Stupid Ways to Hinder Market Adoption

2:34 pm business, web

Guy Kawasaki is another one of my favorite bloggers (of the ones I don’t know personally). He’s a technically-savvy business guy and venture capitalist. To me, he represents the “other side” (ie: marketing) to a business (versus the technical/implementation/operational side that I’m on most of the time). Unlike many people in that industry though, he’s thoughtful, logical, and eloquent. Today he writes about the things websites/companies do to ensure that potential users leave and current users remain frustrated. Here’s an excerpt:

2. The long URL.When you want to send people an URL the site generates an URL that’s seventy characters long - or more! When you copy, paste, and email this URL, a line break is added, so people cannot click on it to go to the intended location.

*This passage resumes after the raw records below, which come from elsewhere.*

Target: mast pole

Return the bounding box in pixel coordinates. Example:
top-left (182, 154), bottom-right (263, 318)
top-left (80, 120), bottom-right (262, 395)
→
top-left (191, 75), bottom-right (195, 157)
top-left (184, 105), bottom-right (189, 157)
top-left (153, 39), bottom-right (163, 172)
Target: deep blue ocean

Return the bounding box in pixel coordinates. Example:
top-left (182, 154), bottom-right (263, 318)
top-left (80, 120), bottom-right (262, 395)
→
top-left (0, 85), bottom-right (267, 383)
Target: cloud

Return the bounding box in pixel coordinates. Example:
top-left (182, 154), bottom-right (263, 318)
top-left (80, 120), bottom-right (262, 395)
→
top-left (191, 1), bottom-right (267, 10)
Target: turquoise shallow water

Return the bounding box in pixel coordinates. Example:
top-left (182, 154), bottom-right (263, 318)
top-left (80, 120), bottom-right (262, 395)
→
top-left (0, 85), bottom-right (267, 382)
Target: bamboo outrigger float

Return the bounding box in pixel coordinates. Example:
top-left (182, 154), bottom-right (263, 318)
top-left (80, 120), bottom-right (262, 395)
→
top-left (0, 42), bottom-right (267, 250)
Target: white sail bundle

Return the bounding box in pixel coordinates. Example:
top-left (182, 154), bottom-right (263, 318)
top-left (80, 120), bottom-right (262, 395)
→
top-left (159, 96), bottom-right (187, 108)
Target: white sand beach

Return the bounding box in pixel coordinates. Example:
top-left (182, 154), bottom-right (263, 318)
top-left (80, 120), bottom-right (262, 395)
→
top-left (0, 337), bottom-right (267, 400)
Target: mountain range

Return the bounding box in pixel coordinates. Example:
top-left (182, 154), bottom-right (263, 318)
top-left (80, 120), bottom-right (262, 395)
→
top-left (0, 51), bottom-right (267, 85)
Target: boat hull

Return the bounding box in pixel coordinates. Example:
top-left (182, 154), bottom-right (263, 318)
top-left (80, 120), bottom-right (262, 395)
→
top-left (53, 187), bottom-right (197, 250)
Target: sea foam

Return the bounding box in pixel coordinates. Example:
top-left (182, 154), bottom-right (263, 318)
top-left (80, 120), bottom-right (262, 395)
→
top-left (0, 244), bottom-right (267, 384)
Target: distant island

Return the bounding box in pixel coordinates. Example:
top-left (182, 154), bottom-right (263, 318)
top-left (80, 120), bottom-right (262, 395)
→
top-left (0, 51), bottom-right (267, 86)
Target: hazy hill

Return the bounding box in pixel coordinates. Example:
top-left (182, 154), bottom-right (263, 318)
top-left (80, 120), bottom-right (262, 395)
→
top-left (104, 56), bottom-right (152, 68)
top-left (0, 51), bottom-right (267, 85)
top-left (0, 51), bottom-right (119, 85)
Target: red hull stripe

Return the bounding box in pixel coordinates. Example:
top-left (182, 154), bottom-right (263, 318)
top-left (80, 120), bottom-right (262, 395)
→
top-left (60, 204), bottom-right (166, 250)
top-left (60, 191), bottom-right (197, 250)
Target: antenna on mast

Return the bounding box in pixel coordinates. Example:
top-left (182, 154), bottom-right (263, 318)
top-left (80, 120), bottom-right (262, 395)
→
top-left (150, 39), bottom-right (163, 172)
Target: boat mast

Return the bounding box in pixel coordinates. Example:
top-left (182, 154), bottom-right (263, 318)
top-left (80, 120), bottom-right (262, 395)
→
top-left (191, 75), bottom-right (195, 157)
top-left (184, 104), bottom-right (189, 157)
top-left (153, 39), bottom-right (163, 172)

The justification often goes like this: “We create a long URL because people with Crays might break our code and see private pages. Seventy characters that can be twenty-six lower case letters, twenty-six upper case letters, or ten numbers ensures that no one can break our code since the possible combinations outnumber the quantity of atoms in the universe.” This is what keeps sites like TinyUrl and SnipURL in business.

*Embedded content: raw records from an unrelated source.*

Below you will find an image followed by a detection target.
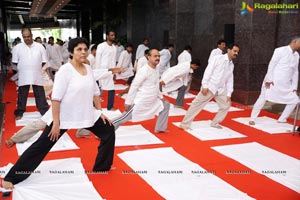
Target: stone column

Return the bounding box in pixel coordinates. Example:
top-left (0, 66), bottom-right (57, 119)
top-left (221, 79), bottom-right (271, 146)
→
top-left (232, 0), bottom-right (278, 104)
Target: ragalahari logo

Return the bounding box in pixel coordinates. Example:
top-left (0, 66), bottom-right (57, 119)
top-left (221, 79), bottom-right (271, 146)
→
top-left (241, 1), bottom-right (254, 16)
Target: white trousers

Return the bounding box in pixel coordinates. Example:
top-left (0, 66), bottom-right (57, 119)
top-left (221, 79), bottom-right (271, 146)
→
top-left (251, 86), bottom-right (297, 122)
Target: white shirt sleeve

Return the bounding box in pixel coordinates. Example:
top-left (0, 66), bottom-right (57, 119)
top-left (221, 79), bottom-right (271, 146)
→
top-left (265, 49), bottom-right (281, 82)
top-left (225, 73), bottom-right (233, 97)
top-left (117, 51), bottom-right (125, 67)
top-left (202, 60), bottom-right (216, 88)
top-left (95, 44), bottom-right (103, 69)
top-left (292, 56), bottom-right (299, 90)
top-left (51, 66), bottom-right (71, 101)
top-left (125, 67), bottom-right (147, 105)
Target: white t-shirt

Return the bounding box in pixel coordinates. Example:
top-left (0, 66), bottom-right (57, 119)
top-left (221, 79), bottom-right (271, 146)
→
top-left (12, 42), bottom-right (47, 86)
top-left (46, 44), bottom-right (64, 70)
top-left (87, 53), bottom-right (96, 69)
top-left (52, 63), bottom-right (100, 129)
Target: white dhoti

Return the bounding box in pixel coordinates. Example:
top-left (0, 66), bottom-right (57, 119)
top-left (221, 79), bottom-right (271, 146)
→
top-left (116, 67), bottom-right (134, 79)
top-left (132, 98), bottom-right (164, 122)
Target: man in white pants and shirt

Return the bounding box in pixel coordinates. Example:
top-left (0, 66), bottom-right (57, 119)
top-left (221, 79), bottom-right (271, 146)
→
top-left (96, 31), bottom-right (117, 110)
top-left (157, 44), bottom-right (174, 76)
top-left (112, 49), bottom-right (170, 133)
top-left (180, 44), bottom-right (239, 130)
top-left (249, 37), bottom-right (300, 125)
top-left (160, 59), bottom-right (200, 108)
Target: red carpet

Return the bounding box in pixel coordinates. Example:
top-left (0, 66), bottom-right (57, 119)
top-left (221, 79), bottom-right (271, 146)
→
top-left (0, 75), bottom-right (300, 200)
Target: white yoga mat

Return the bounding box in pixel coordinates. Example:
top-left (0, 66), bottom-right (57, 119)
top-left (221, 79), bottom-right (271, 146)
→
top-left (212, 142), bottom-right (300, 193)
top-left (169, 104), bottom-right (186, 116)
top-left (118, 147), bottom-right (253, 200)
top-left (16, 131), bottom-right (79, 156)
top-left (164, 91), bottom-right (196, 99)
top-left (12, 158), bottom-right (103, 200)
top-left (26, 97), bottom-right (51, 106)
top-left (173, 120), bottom-right (246, 140)
top-left (115, 84), bottom-right (129, 90)
top-left (232, 116), bottom-right (293, 134)
top-left (115, 125), bottom-right (164, 147)
top-left (187, 101), bottom-right (244, 113)
top-left (16, 112), bottom-right (42, 126)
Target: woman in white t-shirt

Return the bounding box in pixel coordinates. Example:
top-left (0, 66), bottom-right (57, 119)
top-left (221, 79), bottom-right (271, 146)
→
top-left (2, 38), bottom-right (115, 189)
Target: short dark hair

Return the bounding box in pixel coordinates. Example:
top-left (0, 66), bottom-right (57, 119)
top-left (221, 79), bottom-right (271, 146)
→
top-left (168, 44), bottom-right (174, 48)
top-left (191, 58), bottom-right (201, 66)
top-left (147, 48), bottom-right (158, 56)
top-left (126, 43), bottom-right (133, 48)
top-left (91, 44), bottom-right (98, 51)
top-left (217, 39), bottom-right (226, 45)
top-left (21, 27), bottom-right (32, 35)
top-left (227, 43), bottom-right (240, 49)
top-left (106, 30), bottom-right (116, 35)
top-left (68, 37), bottom-right (89, 53)
top-left (184, 45), bottom-right (192, 51)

This is the sort thing that usability evangelists like Jakob Neilsen have been saying for a while now. The significance, I think, is that now marketing-focused people like Guy are beginning to take it seriously, and speak of it in terms of customers, competition, and money. Guy reaches a different audience than do those that normally speak on subjects like this, and so it helps spread the word to the people that matter. That’s a good thing.